Reflections from the start of Fatherhood.
- Callan Pritchard
Becoming and being a father has been the greatest, most wonderful, most difficult thing I’ve ever experienced. In one sense it’s pure hospitality; ‘Hello, welcome! Make yourself at home… forever.’ Like any form of hospitality, it has great joys. I remember each of our children’s eyes open for the first time, bright blue and curious, a new point of view on the world, a new consciousness (how astonishing is that!). To be entrusted with their care, nurture, and guidance and to watch them form and grow is a privilege of sheer wonder and delight. I remember the day James and I saw two (that’s right two!) forklifts. ‘Oh, this is a fine day!’ he said. And it was.
And yet, with the privilege of fatherhood comes new needs and demands, a heavier sense of responsibility, a greater sense of what I’m required to give, a deeper sense of inadequacy and insecurity. How can I guide this child or these children through the complexity of this world, let alone raise them to know and love Jesus! ‘Who is sufficient for these things?’ (2 Corinthians 2:15). And so, alongside the joy of my children discovering the delights of the world is the shame of discovering deeper and uglier parts of my heart – the insatiable desire for control, for things my way, for time that’s my own, for respect from my children and honour from my peers. Then there are the things I vowed never to say, the tones I vowed never to use, yet here they are coming out of my own mouth.

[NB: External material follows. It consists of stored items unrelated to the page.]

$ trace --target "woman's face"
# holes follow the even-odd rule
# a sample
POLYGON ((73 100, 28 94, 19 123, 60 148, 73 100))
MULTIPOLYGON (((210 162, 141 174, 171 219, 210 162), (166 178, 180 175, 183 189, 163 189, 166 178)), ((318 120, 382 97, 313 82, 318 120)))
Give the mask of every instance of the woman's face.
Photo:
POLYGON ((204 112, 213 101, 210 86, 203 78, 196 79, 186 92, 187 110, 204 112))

Most of the time I’m simply thankful for the delightful privilege of fatherhood. And yet the stretch and strain required to get through at least some days has reminded me that as I stumble towards this thing called parenting, my heavenly Father is also parenting me. When my internal response to a tantrum is basically a tantrum itself, only concealed behind decades of social conformity, right then and there God is revealing my heart, showing my need, allowing me to fall in a humiliating heap because I proudly trusted my own ways and wisdom, only to gently call me to walk his way and trust his wisdom. What a beautiful thing God does through Fatherhood.
Callan Pritchard Associate Minister
Reflections in the middle of Fatherhood
- David Ould
I became a father over 20 years ago. One of the realisations that has grown on me over those two decades is how much of an influence previous generations of fathers have on their descendants, whether we’re conscious of those effects or not. Perhaps like me, many other fathers have had that sudden moment where they realise “that was just what my dad did!” or “I said that just like my father would have said it!”. Of course, some of those moments aren’t the best, but there’s also many that are and it’s a special thing to realise that we pass more than just money and memories down the generations.

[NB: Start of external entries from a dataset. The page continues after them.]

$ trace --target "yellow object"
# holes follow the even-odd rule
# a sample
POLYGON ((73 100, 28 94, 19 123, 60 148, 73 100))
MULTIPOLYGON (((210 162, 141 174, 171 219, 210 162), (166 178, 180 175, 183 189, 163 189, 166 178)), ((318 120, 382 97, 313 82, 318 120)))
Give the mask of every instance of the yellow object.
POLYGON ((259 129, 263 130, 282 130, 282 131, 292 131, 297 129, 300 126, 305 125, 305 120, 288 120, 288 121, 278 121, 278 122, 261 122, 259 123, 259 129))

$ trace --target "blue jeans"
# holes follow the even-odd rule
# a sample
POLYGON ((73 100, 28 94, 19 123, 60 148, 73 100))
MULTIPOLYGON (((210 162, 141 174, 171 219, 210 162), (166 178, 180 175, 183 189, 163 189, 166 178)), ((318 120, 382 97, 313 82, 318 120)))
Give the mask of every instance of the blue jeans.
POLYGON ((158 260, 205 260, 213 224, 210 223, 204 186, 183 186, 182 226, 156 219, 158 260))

It shouldn’t surprise us that we are this way because this is how God the Father is with all of his children. He is a good giver! James reminds us,
James 1:17
Every good gift and every perfect gift is from above, coming down from the Father of lights, with whom there is no variation or shadow due to change.
And Jesus himself tells us,
Matthew 7:11
If you then, who are evil, know how to give good gifts to your children, how much more will your Father who is in heaven give good things to those who ask him!
I’ve personally been particularly challenged by this last one. I grew up in a household where we watched every penny and where my parents were (quite rightly) concerned not to spoil their children. But I think it had the danger of making me a miserly father, maybe at times even unnecessarily withholding good things from my children for what I thought was their benefit. But Jesus tells me that God delights in giving us his children those very good things that we need. Our job as fathers is to work out what those good things are and to give them! Just like God does with us. You can never be spoiled by being given the right things and God the Father has given us exactly the right thing – he gave his own Son so that we might become his children.
This Father’s Day might be full of joy for you, or it might be tinged with sadness as we mourn our own fathers or even the grief of a broken father-son relationship. Whichever it is, be reassured that the Fatherhood of God remains a constant good in our own lives that each and every one of us can always turn to.